Debutta sabato 25 gennaio 2020, per la stagione “Teatro da Camera. La prosa a Casa Saddi”, la nuova produzione de Il crogiuolo, scritta, interpretata e diretta da Gisella Vacca, accompagnata all’organetto da Pierpaolo Vacca. Lo spettacolo andrà in scena alle ore 21 a Casa Saddi in via Enrico Toti 24 a Pirri.
La memoria celebrata della Shoah dovrebbe esigere il lungo termine; la commemorazione dello sterminio per antonomasia dovrebbe costringerci a riflettere quotidianamente su come sia facile dimenticare e smarrire elementi essenziali di umanità; la memoria precisamente di quell’Olocausto, quello, appunto, con la O maiuscola, dovrebbe insegnarci a tenere alta la guardia, perché la natura umana è fragilissima e facilmente manipolabile.

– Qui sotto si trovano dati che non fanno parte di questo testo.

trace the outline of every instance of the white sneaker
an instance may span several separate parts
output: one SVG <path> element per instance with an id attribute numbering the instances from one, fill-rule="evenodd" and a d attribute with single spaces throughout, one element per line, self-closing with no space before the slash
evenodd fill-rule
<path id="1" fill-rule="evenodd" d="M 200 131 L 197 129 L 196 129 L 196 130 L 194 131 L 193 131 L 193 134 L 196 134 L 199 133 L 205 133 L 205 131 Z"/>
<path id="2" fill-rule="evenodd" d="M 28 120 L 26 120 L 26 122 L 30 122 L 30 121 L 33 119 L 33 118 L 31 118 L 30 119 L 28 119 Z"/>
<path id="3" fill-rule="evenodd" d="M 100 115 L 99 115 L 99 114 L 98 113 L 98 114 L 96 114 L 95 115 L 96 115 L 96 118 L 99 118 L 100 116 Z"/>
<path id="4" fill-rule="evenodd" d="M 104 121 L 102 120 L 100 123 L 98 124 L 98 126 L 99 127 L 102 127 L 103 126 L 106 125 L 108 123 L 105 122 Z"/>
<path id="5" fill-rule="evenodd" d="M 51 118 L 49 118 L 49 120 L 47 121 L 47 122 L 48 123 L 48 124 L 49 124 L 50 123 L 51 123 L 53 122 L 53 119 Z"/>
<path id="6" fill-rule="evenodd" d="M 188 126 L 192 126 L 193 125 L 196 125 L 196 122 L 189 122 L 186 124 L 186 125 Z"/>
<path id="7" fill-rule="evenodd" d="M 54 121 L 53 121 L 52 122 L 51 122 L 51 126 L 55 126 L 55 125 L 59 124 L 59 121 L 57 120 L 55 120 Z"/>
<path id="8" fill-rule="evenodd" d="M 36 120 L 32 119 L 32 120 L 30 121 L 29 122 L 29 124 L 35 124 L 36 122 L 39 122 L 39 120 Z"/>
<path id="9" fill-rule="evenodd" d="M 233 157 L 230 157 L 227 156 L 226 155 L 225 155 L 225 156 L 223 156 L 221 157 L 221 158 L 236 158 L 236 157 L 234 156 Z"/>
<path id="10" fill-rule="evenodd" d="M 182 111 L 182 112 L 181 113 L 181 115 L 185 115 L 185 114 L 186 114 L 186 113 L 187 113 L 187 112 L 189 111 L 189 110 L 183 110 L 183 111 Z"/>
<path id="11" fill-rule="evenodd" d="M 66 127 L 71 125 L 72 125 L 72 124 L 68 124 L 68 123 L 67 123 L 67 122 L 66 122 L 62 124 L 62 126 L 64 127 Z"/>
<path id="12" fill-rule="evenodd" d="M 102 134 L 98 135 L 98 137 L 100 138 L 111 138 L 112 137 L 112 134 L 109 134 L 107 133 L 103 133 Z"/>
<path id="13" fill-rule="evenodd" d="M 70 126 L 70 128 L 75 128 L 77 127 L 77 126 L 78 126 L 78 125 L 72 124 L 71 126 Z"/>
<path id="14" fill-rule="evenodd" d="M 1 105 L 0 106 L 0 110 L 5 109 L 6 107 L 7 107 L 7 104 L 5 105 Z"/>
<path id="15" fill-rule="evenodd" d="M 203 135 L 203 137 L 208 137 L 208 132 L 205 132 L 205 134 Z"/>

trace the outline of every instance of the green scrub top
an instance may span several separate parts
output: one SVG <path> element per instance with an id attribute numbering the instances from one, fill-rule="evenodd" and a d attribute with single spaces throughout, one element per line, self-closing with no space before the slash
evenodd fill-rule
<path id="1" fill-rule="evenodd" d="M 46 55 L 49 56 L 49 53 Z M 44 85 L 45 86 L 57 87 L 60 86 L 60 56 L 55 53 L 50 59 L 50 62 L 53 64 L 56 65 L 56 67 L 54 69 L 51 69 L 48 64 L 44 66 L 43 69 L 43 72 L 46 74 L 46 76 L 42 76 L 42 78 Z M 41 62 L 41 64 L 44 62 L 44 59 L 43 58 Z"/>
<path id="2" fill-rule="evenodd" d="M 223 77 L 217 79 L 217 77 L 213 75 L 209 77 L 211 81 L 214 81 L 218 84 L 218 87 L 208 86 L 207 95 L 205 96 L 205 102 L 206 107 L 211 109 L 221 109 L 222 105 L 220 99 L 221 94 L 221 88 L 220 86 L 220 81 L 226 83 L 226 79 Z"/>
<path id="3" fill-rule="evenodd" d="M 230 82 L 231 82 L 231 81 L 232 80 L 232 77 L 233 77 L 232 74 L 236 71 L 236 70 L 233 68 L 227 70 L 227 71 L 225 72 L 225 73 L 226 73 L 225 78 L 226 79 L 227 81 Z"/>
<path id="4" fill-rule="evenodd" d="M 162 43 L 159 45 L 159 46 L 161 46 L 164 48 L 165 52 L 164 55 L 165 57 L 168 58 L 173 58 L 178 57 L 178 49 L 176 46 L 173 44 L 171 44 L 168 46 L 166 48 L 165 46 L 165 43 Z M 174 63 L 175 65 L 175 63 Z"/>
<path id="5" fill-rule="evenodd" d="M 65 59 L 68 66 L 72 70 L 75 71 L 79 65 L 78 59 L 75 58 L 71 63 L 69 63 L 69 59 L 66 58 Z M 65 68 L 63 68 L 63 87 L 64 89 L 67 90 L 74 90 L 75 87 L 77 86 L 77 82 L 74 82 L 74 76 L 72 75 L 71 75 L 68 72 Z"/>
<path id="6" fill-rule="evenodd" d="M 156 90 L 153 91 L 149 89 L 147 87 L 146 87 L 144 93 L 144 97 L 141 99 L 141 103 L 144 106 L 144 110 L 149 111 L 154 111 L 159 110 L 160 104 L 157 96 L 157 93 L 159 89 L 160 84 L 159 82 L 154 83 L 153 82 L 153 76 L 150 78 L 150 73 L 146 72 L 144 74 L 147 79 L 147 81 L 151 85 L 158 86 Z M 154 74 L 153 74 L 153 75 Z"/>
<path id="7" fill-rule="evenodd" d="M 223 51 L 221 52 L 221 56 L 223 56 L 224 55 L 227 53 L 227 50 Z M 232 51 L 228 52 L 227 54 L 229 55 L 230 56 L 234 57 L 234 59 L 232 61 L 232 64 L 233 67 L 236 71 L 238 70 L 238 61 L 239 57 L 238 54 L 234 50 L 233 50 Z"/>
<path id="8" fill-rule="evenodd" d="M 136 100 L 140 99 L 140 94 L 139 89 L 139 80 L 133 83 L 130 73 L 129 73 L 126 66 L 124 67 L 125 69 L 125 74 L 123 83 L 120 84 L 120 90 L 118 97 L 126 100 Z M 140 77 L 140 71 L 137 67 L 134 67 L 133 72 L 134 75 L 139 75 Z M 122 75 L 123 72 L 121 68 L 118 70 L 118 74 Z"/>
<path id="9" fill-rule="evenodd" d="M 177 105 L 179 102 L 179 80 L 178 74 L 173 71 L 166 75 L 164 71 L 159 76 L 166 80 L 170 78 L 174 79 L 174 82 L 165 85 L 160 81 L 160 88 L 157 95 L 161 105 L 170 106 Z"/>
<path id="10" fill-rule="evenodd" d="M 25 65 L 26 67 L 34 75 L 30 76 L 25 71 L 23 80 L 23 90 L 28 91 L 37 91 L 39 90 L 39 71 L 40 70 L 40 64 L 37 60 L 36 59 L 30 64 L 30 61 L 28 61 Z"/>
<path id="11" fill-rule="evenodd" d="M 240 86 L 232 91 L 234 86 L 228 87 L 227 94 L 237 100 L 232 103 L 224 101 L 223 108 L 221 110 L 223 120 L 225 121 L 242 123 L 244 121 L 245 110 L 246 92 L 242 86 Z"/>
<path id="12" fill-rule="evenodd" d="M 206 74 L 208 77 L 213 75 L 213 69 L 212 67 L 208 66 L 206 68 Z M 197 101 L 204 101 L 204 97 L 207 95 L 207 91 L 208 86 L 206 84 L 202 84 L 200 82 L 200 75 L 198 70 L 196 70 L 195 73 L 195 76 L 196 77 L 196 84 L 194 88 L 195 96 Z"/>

Il condizionale è l’unico modo verbale spendibile, purtroppo, dal momento che la Shoah non è servita, come non è servita la testimonianza degli innumerevoli genocidi che costellano come marchi del disonore la storia dell’umanità; la stessa storia che ci ricorda, col senno di poi, i motivi scatenanti dei massacri, riassumibili in brama di potere ed espansionismo.
La ricaduta è ciclica e infinito è l’elenco di esseri, di interi popoli e etnie trucidati e annientati per meri interessi economici maldestramente travestiti da necessari provvedimenti per la difesa della “razza” e della religione; scuse comunque insensate e inaccettabili.
Acquietiamo la nostra coscienza ricordando le vittime a scadenze determinate; tra esse ci sono gli indios e i nativi americani, ci sono gli armeni e, ovviamente, tutti i perseguitati del nazi-fascismo che, insieme a milioni di ebrei, ha tramutato in cenere centinaia di migliaia di rom e sinti, disabili e malati di mente, omosessuali, dissidenti e, in generale, persone ai margini o non allineate. Le commemorazioni periodiche, per quanto necessarie, non bastano.
Il biasimo degli Stati e dei singoli individui dev’essere quotidiano e sostenuto da azioni decise e concrete. Soprattutto in questi ultimi anni, in cui assistiamo in diretta all’ennesimo massacro dei kurdi e dei palestinesi attraverso immagini strazianti che vediamo in ogni momento e non ci fanno quasi più orrore, perché ci abituano subdolamente all’intollerabile e ci traghettano inesorabilmente verso l’ignavia. È la “normalizzazione dell’abnorme” traslata all’esterno di noi stessi.
Questo recital ricorda il passato e il presente e ricorda tutti. In musica e in poesia, le tragedie sembrano più leggere ma la memoria permane a lungo termine nel conscio e nell’inconscio.